Einladungsfrist bei Eigentümerversammlung - Rechtliches

Einladungsfrist bei Eigentümerversammlung: Die Eigentümer in einer Wohnanlage entscheiden in der Eigentümerversammlung über alle wichtigen Angelegenheiten.


Wer als Eigentümer einer Wohnung in einer Wohnanlage im Grundbuch eingetragen ist, ist kraft Gesetzes Mitglied der Eigentümerversammlung. Die entscheidet über alle wichtigen Angelegenheiten dieser Wohnanlage, soweit die nicht Teil der laufenden Verwaltung sind. Die Einladungsfrist bei der Eigentümerversammlung ist im so genannten Weg-Gesetz geregelt. Das ist zuletzt 2007 neu gefasst worden und regelt umfassend die Rechte und Pflichten der Eigentümer von Eigentumswohnungen in einer Wohnanlage.

Die Eigentümerversammlung ist vom Verwalter mindestens einmal im Jahr einzuberufen. Er muss sie überdies einberufen, wenn ein Viertel der Eigentümer dies schriftlich verlangt. Einzuladen sind alle im Grundbuch eingetragenen Eigentümer. Das schließt solche Erwerber aus, die wegen der langen Bearbeitungszeit des Registergerichts noch nicht eingetragen worden sind.

Die Einladungsfrist bei Eigentümerversammlung beträgt mindestens zwei Wochen
Die Einladung muss schriftlich erfolgen. Die Einladungsfrist bei einer Eigentümerversammlung beträgt mindestens zwei Wochen. Die Einladung kann per Post oder per Fax zugestellt werden. Eine elektronische Einladung sieht das Gesetz noch nicht vor. Die Einladungsfrist bei einer Eigentümerversammlung kann in dringenden Fällen verkürzt werden. Das Einladungsschreiben soll Ort und Zeit der Versammlung enthalten und überdies die Tagesordnung. Eine Einladung an einen weit entfernten Ort ist unzulässig.

Entspricht die Einladung nicht den gesetzlichen Vorschriften, sind die Beschlüsse der Eigentümerversammlung ungültig. In der Praxis werden immer solche Beschlüsse mit einer solchen Begründung angefochten. Der Verwalter sollte daher bei der Einladung größte Sorgfalt walten lassen. Die Anfechtungsfrist beträgt einen Monat.

Der Verwalter leitet die Eigentümerversammlung
Sofern die Einladungsfrist bei einer Eigentümerversammlung eingehalten ist, kann diese entsprechend der vorgeschlagenen Tagesordnung durchgeführt werden. Sie wird vom Verwalter geleitetet, sofern die Versammlung nicht einen anderen Versammlungsleiter bestimmt. Die Eigentümerversammlung ist beschlussfähig, wenn mehr als die Hälfte der im Grundbuch eingetragenen Eigentümer anwesend ist. Dies muss vor Eintritt in die Tagesordnung ausdrücklich vom Versammlungsleiter festgestellt werden. Die Beschlussfähigkeit muss bei jeder Abstimmung gegeben sein. Das kann heikel werden, wenn einzelne Eigentümer wegen Befangenheit ausgeschlossen sind. Die Eigentümerversammlung kann auf Antrag über die Beschlussfähigkeit entscheiden.
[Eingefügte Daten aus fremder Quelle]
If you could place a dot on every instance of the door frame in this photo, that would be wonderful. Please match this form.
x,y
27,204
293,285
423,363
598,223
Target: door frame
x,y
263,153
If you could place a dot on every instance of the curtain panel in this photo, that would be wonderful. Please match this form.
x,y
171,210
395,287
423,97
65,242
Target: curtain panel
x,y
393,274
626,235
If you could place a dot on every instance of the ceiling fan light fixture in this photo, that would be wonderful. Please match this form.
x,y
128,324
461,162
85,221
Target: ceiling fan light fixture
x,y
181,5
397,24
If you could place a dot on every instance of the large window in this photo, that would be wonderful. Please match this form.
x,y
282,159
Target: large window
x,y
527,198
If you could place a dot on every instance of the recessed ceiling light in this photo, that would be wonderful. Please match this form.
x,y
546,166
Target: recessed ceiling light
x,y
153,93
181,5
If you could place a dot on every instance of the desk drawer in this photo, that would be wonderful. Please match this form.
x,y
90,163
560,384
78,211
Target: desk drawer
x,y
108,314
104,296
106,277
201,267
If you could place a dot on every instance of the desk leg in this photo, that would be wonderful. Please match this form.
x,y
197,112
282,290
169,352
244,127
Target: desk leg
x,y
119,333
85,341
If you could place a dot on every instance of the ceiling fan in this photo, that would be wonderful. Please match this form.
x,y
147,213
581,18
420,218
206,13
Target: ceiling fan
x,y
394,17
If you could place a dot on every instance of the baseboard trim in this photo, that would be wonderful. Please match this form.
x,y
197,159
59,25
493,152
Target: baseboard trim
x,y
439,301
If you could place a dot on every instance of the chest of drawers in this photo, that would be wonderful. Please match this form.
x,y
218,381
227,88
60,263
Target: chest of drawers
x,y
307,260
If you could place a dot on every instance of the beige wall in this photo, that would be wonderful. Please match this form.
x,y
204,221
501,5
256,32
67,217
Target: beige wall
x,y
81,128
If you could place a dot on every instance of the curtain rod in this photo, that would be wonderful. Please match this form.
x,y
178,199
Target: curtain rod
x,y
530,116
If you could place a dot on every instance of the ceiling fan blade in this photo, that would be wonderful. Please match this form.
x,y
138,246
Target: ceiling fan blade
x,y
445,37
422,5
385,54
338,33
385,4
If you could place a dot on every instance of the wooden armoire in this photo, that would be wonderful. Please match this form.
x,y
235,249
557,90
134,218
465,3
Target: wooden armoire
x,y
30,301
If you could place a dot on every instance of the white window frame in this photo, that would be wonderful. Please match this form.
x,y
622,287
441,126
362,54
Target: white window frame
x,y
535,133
Ist die Eigentümerversammlung beschlussunfähig, muss der Versammlungsleiter die Tagung abbrechen. Dann muss der Verwalter eine neue Eigentümerversammljng einberufen. Diese ist dann ohne Rücksicht auf die Zahl der Anwesenden beschlussfähig. Darauf muss in der Einladung hingewiesen werden.